Rodriguez (2019) [? · GW] estimates that there’s a 0.38% chance of a US-Russia nuclear exchange each year and a 11% chance that a severe nuclear winter will happen given a US-Russia nuclear exchange. According to Rautenbach (2023) [EA · GW] and Aird and Aldred (2023) [EA · GW], we think that the use of in-control AGI will likely increase Rodriguez’s estimates considerably.
 

3 comments

Comments sorted by top scores.

comment by Davidmanheim · 2023-07-12T10:31:17.440Z · LW(p) · GW(p)

A few brief notes.

1. Openphil's biosecurity work already focuses on AIxBio quite a bit.

2. re: engineered pandemics, I think the analysis is wrong on several fronts, but primarily, it seems unclear how AI making a pandemic would differ from the types of pandemic we're already defending against, and so assuming no LoC, typical biosecurity approaches seem fine.

3. Everyone is already clear that we want AI away from nuclear systems, and I don't know that there is anything more to say about it, other than focusing on how little we understand Deep Learning systems and ensuring politicians and others are aware.

4. This analysis ignores AIxCybersecurity issues, which also seem pretty important for non-LoC risks.
 

Replies from: yiyang
comment by Yi-Yang (yiyang) · 2023-07-27T02:09:48.300Z · LW(p) · GW(p)

Hey David, thanks for the feedback! 

1. I did look at Openphil’s grant database back in May and found nothing.
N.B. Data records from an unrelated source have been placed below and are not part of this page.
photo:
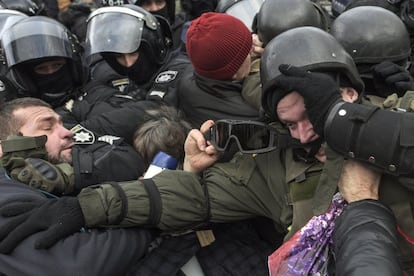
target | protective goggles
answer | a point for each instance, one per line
(250, 136)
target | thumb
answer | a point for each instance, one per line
(290, 70)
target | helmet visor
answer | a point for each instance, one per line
(26, 41)
(116, 32)
(245, 11)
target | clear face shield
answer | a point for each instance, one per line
(245, 10)
(29, 39)
(116, 30)
(8, 18)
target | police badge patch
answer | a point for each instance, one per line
(82, 136)
(166, 76)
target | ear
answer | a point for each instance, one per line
(349, 94)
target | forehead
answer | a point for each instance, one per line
(34, 114)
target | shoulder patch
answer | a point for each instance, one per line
(166, 76)
(109, 139)
(82, 136)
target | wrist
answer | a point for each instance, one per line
(188, 167)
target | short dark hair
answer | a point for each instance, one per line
(165, 130)
(9, 124)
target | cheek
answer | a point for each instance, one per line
(294, 133)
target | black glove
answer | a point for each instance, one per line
(40, 174)
(391, 78)
(319, 90)
(59, 217)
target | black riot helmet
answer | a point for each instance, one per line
(277, 16)
(128, 29)
(168, 12)
(8, 18)
(28, 7)
(34, 40)
(310, 48)
(372, 34)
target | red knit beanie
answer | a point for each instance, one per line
(218, 44)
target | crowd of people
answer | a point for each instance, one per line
(270, 116)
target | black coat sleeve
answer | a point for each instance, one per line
(365, 240)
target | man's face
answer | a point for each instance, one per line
(39, 120)
(292, 112)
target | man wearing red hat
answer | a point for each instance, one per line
(218, 46)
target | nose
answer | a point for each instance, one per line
(305, 131)
(127, 60)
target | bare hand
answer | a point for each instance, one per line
(358, 181)
(199, 153)
(257, 47)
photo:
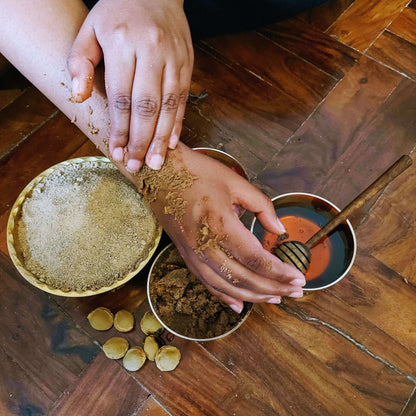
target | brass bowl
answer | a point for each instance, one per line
(157, 263)
(19, 261)
(342, 244)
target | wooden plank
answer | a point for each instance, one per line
(405, 25)
(8, 96)
(20, 392)
(104, 389)
(53, 143)
(199, 382)
(395, 52)
(338, 337)
(22, 117)
(292, 76)
(311, 44)
(151, 408)
(323, 16)
(380, 295)
(38, 336)
(388, 230)
(362, 23)
(410, 408)
(376, 145)
(305, 162)
(225, 116)
(281, 377)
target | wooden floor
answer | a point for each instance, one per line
(322, 103)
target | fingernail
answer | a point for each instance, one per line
(298, 282)
(133, 165)
(296, 295)
(155, 162)
(236, 308)
(173, 141)
(282, 229)
(118, 154)
(76, 92)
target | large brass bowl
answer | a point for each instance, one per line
(16, 255)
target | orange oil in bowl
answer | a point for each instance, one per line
(301, 229)
(302, 215)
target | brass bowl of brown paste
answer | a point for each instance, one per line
(81, 228)
(184, 305)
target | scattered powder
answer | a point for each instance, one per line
(84, 226)
(173, 176)
(207, 238)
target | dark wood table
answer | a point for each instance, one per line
(321, 103)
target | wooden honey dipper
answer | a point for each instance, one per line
(299, 254)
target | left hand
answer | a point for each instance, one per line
(148, 57)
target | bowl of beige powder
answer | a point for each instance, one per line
(81, 228)
(184, 306)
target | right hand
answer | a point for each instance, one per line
(237, 268)
(148, 57)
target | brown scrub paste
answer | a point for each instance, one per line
(184, 304)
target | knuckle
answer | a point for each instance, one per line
(146, 107)
(156, 35)
(121, 103)
(169, 102)
(183, 97)
(258, 263)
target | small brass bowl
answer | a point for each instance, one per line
(160, 261)
(16, 255)
(307, 210)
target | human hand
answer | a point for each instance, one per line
(148, 58)
(214, 243)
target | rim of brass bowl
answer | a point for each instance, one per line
(224, 157)
(347, 222)
(156, 264)
(19, 264)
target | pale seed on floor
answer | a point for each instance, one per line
(116, 348)
(150, 324)
(151, 346)
(134, 359)
(101, 319)
(123, 321)
(167, 358)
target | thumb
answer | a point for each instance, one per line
(84, 56)
(255, 201)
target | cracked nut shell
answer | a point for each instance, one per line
(167, 358)
(150, 324)
(134, 359)
(123, 321)
(151, 346)
(101, 319)
(116, 348)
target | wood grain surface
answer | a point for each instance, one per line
(322, 102)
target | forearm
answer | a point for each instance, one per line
(36, 36)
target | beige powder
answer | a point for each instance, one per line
(84, 227)
(174, 177)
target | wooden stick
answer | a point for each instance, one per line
(384, 179)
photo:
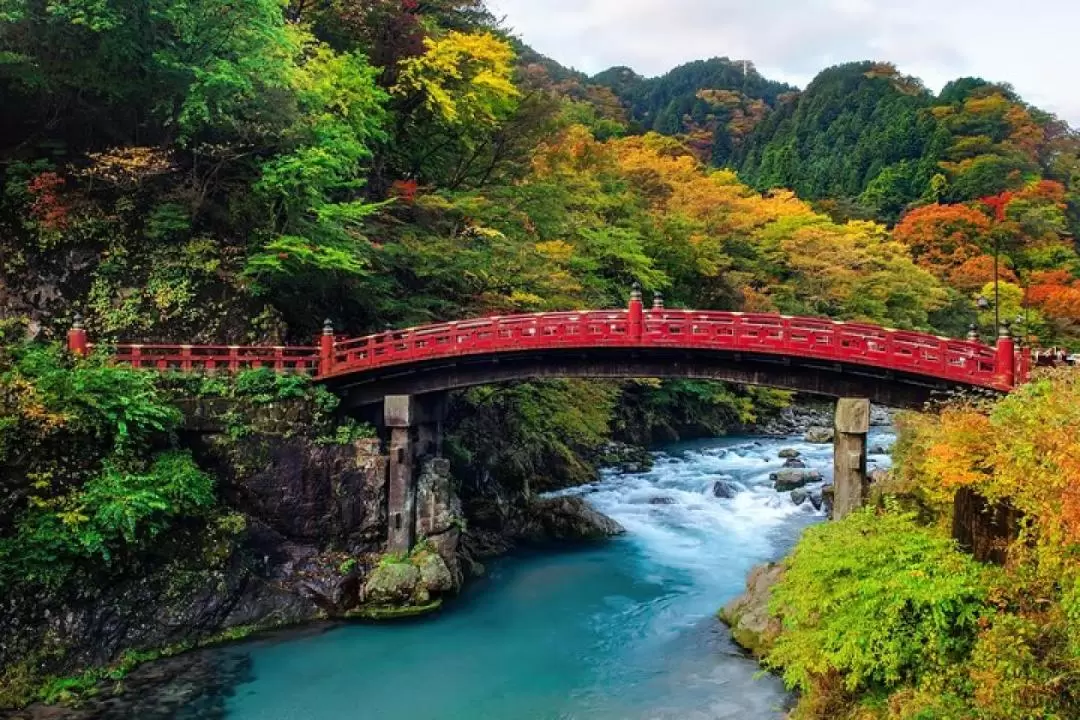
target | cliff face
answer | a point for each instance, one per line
(281, 557)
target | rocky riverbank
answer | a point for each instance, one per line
(304, 541)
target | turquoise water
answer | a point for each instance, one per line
(624, 630)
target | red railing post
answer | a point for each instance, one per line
(1024, 369)
(636, 325)
(77, 337)
(1004, 364)
(326, 349)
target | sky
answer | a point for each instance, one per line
(1035, 44)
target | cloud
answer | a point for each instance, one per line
(1029, 45)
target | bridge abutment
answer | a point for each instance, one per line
(415, 432)
(849, 456)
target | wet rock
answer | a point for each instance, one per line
(878, 475)
(725, 489)
(392, 583)
(434, 574)
(827, 498)
(802, 496)
(568, 518)
(752, 626)
(630, 459)
(819, 435)
(792, 479)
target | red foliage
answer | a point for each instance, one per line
(1056, 293)
(46, 207)
(998, 204)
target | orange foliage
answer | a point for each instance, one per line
(1055, 293)
(1026, 450)
(975, 273)
(943, 238)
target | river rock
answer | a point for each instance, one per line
(434, 574)
(878, 475)
(820, 435)
(629, 459)
(827, 497)
(392, 583)
(802, 494)
(567, 518)
(752, 626)
(725, 489)
(792, 479)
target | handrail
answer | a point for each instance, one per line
(855, 343)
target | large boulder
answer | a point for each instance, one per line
(820, 435)
(726, 489)
(827, 498)
(567, 518)
(786, 480)
(747, 615)
(434, 574)
(392, 583)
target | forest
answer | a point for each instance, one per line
(235, 172)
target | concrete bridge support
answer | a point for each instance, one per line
(849, 456)
(415, 432)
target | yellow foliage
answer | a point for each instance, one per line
(464, 78)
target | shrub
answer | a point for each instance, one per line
(879, 600)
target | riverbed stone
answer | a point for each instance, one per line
(820, 435)
(725, 489)
(752, 626)
(392, 583)
(786, 480)
(434, 575)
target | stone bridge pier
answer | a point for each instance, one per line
(414, 425)
(849, 456)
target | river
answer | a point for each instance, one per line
(624, 630)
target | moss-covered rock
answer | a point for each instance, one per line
(752, 626)
(392, 583)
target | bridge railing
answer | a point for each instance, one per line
(232, 358)
(769, 334)
(964, 362)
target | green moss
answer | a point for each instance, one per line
(391, 612)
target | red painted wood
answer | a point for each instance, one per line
(959, 361)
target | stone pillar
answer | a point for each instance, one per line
(399, 416)
(77, 337)
(415, 425)
(1006, 361)
(849, 450)
(636, 321)
(326, 349)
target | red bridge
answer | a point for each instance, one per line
(820, 356)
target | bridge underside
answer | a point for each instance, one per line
(892, 389)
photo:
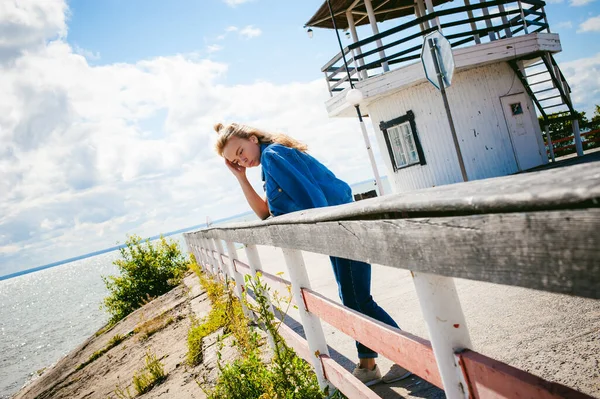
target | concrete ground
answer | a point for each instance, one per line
(556, 337)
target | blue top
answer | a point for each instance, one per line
(295, 181)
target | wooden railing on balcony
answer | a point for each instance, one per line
(404, 42)
(536, 230)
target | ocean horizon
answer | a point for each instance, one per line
(47, 311)
(360, 187)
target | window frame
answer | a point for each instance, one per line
(410, 118)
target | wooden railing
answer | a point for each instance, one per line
(404, 42)
(570, 148)
(536, 230)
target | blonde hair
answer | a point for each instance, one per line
(225, 132)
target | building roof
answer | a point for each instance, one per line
(384, 10)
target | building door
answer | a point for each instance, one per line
(520, 121)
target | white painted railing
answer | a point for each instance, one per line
(537, 230)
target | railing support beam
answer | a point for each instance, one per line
(311, 323)
(373, 22)
(447, 328)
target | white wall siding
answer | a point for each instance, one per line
(480, 124)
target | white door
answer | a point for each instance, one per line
(520, 121)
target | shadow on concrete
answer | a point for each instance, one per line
(411, 387)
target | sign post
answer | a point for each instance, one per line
(438, 63)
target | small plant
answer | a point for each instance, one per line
(149, 376)
(121, 393)
(248, 377)
(217, 318)
(194, 266)
(114, 341)
(147, 270)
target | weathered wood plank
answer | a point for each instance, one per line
(489, 378)
(409, 351)
(563, 188)
(556, 251)
(345, 381)
(294, 340)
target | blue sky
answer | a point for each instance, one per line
(127, 31)
(106, 109)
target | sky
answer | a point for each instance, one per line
(107, 108)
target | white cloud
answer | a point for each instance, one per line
(90, 153)
(250, 31)
(583, 75)
(590, 25)
(89, 55)
(213, 48)
(233, 3)
(26, 25)
(579, 3)
(563, 25)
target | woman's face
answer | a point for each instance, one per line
(243, 152)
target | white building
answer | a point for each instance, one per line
(504, 68)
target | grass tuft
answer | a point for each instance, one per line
(114, 341)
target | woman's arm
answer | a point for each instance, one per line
(259, 205)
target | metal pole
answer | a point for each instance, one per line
(340, 43)
(360, 62)
(373, 22)
(362, 125)
(370, 151)
(310, 322)
(577, 135)
(447, 328)
(434, 54)
(549, 140)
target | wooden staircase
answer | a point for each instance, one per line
(549, 90)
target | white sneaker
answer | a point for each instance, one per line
(396, 373)
(366, 376)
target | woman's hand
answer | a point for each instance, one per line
(238, 171)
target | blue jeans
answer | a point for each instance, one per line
(354, 285)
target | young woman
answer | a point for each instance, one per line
(294, 181)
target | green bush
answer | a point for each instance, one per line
(286, 376)
(114, 341)
(147, 271)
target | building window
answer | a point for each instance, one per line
(402, 141)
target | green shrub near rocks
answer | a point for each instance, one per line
(147, 270)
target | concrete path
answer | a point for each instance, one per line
(556, 337)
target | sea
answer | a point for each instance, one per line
(46, 314)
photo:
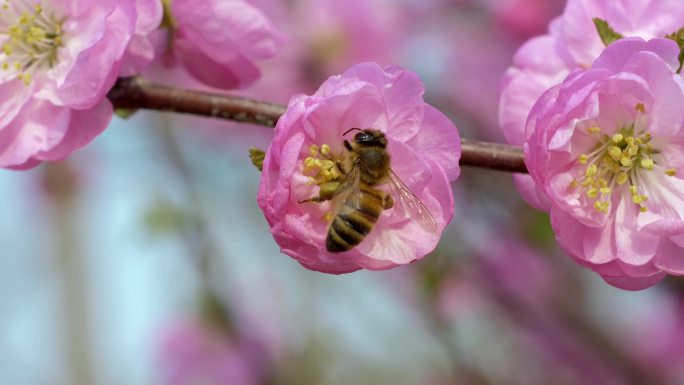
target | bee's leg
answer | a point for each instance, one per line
(340, 167)
(317, 199)
(325, 193)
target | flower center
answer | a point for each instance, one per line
(31, 38)
(320, 166)
(616, 161)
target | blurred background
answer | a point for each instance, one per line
(145, 260)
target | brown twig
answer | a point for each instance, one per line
(134, 93)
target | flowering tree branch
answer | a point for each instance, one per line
(134, 93)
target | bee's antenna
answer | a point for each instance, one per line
(350, 130)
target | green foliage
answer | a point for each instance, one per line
(678, 37)
(257, 157)
(606, 32)
(125, 113)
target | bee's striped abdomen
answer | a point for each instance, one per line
(354, 220)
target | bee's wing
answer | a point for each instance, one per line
(349, 190)
(409, 204)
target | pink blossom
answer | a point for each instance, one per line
(140, 51)
(572, 43)
(58, 60)
(605, 148)
(192, 353)
(424, 146)
(217, 42)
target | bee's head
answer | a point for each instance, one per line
(369, 137)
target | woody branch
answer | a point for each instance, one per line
(134, 93)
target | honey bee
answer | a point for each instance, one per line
(357, 202)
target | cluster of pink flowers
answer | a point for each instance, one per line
(58, 60)
(602, 130)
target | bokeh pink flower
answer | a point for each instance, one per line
(192, 353)
(57, 63)
(217, 42)
(140, 51)
(605, 149)
(424, 146)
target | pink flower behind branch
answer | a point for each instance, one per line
(57, 62)
(605, 148)
(141, 51)
(217, 42)
(424, 146)
(572, 43)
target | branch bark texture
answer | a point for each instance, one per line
(137, 93)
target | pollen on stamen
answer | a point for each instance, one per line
(583, 159)
(647, 163)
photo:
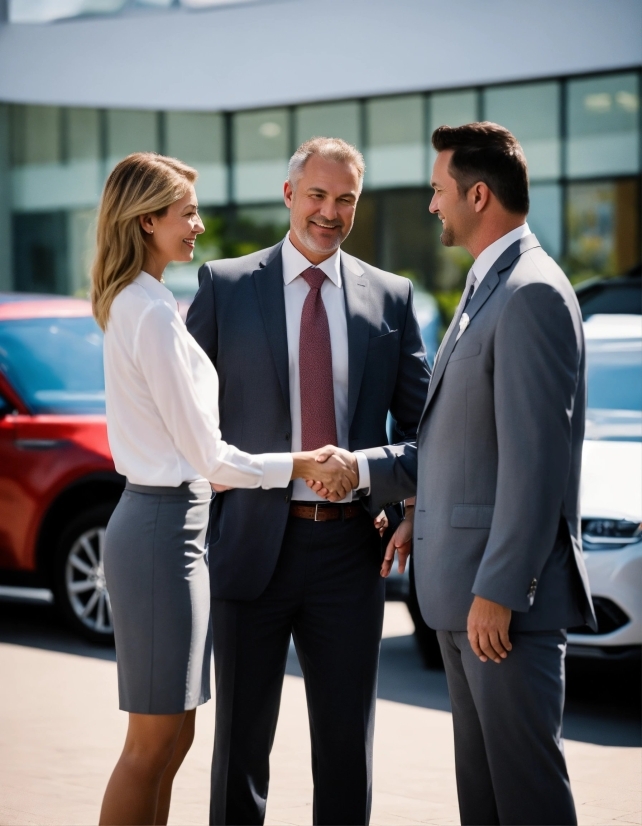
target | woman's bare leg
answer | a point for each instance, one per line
(183, 745)
(131, 797)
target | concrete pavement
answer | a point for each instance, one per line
(61, 732)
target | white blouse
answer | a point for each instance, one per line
(161, 394)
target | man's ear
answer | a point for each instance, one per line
(288, 192)
(479, 194)
(147, 222)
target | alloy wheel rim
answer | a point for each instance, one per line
(85, 582)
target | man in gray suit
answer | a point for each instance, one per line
(496, 469)
(312, 347)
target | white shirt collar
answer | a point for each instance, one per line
(487, 257)
(294, 263)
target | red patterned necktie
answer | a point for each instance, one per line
(318, 422)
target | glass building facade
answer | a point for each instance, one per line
(581, 137)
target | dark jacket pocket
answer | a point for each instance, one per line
(465, 351)
(388, 337)
(472, 516)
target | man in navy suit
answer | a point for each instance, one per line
(312, 347)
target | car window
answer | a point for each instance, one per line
(56, 364)
(614, 390)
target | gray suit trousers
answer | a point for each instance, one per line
(507, 718)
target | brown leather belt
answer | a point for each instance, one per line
(325, 513)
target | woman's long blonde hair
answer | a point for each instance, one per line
(140, 184)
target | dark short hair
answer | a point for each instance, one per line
(490, 153)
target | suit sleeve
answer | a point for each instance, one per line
(393, 468)
(201, 316)
(413, 375)
(537, 362)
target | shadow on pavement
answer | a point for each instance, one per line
(602, 702)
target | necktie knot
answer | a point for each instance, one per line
(314, 277)
(470, 280)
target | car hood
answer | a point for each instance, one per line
(611, 485)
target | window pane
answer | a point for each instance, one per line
(55, 158)
(83, 134)
(198, 139)
(450, 109)
(603, 125)
(531, 113)
(603, 225)
(395, 134)
(36, 135)
(129, 131)
(331, 120)
(545, 217)
(40, 252)
(261, 154)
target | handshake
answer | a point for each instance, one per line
(331, 472)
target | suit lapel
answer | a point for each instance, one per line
(356, 289)
(268, 280)
(483, 293)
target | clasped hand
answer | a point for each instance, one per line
(329, 471)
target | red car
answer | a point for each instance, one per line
(58, 484)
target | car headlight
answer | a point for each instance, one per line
(609, 534)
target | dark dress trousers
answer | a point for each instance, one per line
(273, 576)
(496, 469)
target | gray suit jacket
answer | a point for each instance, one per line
(496, 466)
(238, 318)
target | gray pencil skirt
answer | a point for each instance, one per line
(158, 582)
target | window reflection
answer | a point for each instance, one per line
(603, 125)
(331, 120)
(197, 138)
(603, 226)
(450, 109)
(55, 157)
(261, 154)
(531, 112)
(130, 131)
(395, 134)
(545, 217)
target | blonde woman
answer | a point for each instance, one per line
(163, 427)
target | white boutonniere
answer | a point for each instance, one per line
(464, 321)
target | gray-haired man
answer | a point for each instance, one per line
(312, 347)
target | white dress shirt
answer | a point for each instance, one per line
(487, 257)
(480, 268)
(161, 394)
(295, 291)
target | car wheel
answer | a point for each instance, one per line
(79, 577)
(425, 636)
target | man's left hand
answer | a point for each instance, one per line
(322, 456)
(488, 630)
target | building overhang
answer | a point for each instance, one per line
(292, 51)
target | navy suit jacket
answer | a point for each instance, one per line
(238, 318)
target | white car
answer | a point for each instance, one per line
(611, 488)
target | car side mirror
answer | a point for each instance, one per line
(5, 407)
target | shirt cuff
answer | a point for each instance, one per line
(364, 472)
(277, 469)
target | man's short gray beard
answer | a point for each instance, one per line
(447, 238)
(308, 240)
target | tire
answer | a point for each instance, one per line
(78, 576)
(425, 636)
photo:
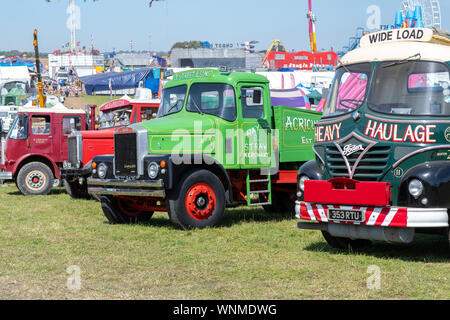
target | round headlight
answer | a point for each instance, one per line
(102, 169)
(153, 169)
(301, 182)
(415, 188)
Could you point where we could find more information about this?

2. Hmm are you saying an AI-engineered pandemic would likely be similar to natural pandemics we’re already defending against? If so, I would probably disagree here. I’m also unsure how AI-engineered pandemics might create highly novel strains, but I think the risk of this happening seems non-trivial.

And wouldn’t AI accelerate such developments as well?

3. Thanks for the info! I don’t think we have access to a lot of personal views of researchers besides what we’ve seen in literature.

4. Ah did you mean AI x Cybersecurity x Non-LOC risks? That sounds right. I don't think we've actually thought about this. 

Reflecting on this, it feels like we could have done better if we spoke to at least a few researchers instead of depending so much on lit reviews. 

Replies from: Davidmanheim
comment by Davidmanheim · 2023-07-29T18:32:45.038Z · LW(p) · GW(p)
  1. The grants are to groups and individuals doing work in this area, so it encompasses much of the grants that are on biorisk in general - as well as several people employed by OpenPhil doing direct work on the topic.
  2. I'm saying that defense looks similar - early detection, quarantines, contact tracing, and rapid production of vaccines all help, and it's unclear how non-superhuman AI could do any of the scariest things people have discussed as threats.
  3. Public statements to the press already discuss this, as does some research.
  4. Yes, and again, I think it's a big deal.

And yes, but expert elicitation is harder than lit reviews.